# Relationship between the logs of a number with different bases

• Jan 7th 2011, 02:17 PM
BIOS
Relationship between the logs of a number with different bases
Can anyone explain step by step the relation between the logs of a number to different bases?

If we take a number x and do the following:

$\displaystyle log_{a}x$

then

$\displaystyle log_{b}x$

What is the relationship of the two?

I believe the formula that sums the relationship is:

$\displaystyle log_{b}x log_{a}x=log_{b}x$

Can anyone explain how this is reached?

P.S sorry for the formatting!
• Jan 7th 2011, 02:20 PM
e^(i*pi)
There is no relationship between them because the bases are different

If you said that $\displaystyle \log_b(x) = \log_a(x)$ then $\displaystyle a=b$ but as two expressions there is no relationship

You can use the change of base rule should you need to: $\displaystyle \log_a(x) = \dfrac{\log_b(x)}{\log_b(a)}$
• Jan 7th 2011, 02:25 PM
BIOS
Really? I have a book that states the following:

"The log of 0.278 is not equal to 1n 0.278. i.e. logarithms with different bases have different values. The different values are, however, related to eachother...."

:?
• Jan 7th 2011, 02:30 PM
Plato
Quote:

Originally Posted by BIOS
Really? I have a book that states the following:
"The log of 0.278 is not equal to 1n 0.278. i.e. logarithms with different bases have different values. The different values are, however, related to eachother...."

Of course that is the case.
If $\displaystyle a\ne b~\&~N\ne 1$ then $\displaystyle \log_a(N)\ne \log_b(N)$.
• Jan 7th 2011, 02:39 PM
BIOS
I think it's referring to a different relationship then i posted (and to example the book uses.)
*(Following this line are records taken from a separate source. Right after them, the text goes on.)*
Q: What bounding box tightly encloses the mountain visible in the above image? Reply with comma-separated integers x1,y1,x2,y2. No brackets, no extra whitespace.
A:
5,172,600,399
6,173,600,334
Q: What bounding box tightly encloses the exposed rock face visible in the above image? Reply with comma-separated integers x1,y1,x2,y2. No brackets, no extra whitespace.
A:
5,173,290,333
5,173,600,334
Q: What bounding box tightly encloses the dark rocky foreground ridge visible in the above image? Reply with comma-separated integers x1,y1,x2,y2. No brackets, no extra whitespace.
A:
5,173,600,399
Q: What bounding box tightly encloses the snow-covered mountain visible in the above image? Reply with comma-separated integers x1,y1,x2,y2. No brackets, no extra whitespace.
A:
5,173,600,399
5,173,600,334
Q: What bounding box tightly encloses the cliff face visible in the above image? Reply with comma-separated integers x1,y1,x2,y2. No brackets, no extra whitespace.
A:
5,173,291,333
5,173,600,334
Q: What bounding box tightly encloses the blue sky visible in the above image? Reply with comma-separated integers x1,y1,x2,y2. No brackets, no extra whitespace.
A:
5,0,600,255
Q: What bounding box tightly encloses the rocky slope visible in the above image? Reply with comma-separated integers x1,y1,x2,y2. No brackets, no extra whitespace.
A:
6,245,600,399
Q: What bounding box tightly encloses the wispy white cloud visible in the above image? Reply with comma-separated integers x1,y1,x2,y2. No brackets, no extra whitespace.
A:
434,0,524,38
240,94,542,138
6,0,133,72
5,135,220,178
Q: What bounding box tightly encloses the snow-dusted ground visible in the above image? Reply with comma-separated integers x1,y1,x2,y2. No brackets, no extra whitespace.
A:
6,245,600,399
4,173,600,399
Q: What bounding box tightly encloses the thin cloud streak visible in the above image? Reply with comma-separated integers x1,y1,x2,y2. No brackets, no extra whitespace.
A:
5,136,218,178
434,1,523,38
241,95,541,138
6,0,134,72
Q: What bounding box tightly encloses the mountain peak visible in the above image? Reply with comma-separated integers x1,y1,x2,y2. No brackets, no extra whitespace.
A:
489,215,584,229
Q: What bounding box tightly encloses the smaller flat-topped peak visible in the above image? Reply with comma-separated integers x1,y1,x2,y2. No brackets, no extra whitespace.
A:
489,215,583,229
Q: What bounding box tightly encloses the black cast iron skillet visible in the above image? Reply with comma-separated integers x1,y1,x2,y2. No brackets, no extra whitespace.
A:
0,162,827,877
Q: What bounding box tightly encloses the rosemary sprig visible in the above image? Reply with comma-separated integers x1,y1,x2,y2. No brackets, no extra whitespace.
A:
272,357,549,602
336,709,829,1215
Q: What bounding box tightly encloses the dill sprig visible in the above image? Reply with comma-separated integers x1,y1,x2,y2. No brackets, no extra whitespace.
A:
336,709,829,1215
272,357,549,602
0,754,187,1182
E.g. the relationship between:

$\displaystyle \log_{b}a$ and the $\displaystyle \log_{a}x$

defining the relationship as:

$\displaystyle \log_{b}a\log_{a}x=\log_{b}x$

"This is the change of base formula which relates logarithms of a number relative to two different bases."

How is that the case if the logarithms are of two different numbers, namely a and x? or am i misunderstanding?
• Jan 7th 2011, 02:53 PM
Plato
Uning the definitions $\displaystyle \log_b(a)=\dfrac{\ln(a)}{\ln(b)}~\&~ \log_a(x)=\dfrac{\ln(x)}{\ln(a)}$ it is clear the by multiplying we

get $\displaystyle \,~~\log_b(a)\log_a(x)= \dfrac{\ln(x)}{\ln(b)}=\log_b(x)$,

• Jan 7th 2011, 03:03 PM
BIOS
I think i have it now. Thanks Plato. I was looking at the definition a different way.
• Jan 7th 2011, 03:38 PM
saravananbs
http://www.mathhelpforum.com/math-he...47aeaf1cd9.png=A(say)

then in exponetial form of this is x=a^A

http://www.mathhelpforum.com/math-he...28d00476c4.png=B(say)

then in exponetial form of this is x=b^B

then relation is a^A=b^B

i think 2 question is not valid always.
• Jan 7th 2011, 03:50 PM
Plato
Quote:

Originally Posted by saravananbs
http://www.mathhelpforum.com/math-he...47aeaf1cd9.png=A(say)
then in exponetial form of this is x=a^A
http://www.mathhelpforum.com/math-he...28d00476c4.png=B(say)
then in exponetial form of this is x=b^B then relation is a^A=b^B
i think 2 question is not valid always.

What a confusing posting.
Can you tell us what point you are trying to make?

We do know that $\displaystyle \log_b(a)=x$ is defined as $\displaystyle b^x=a$.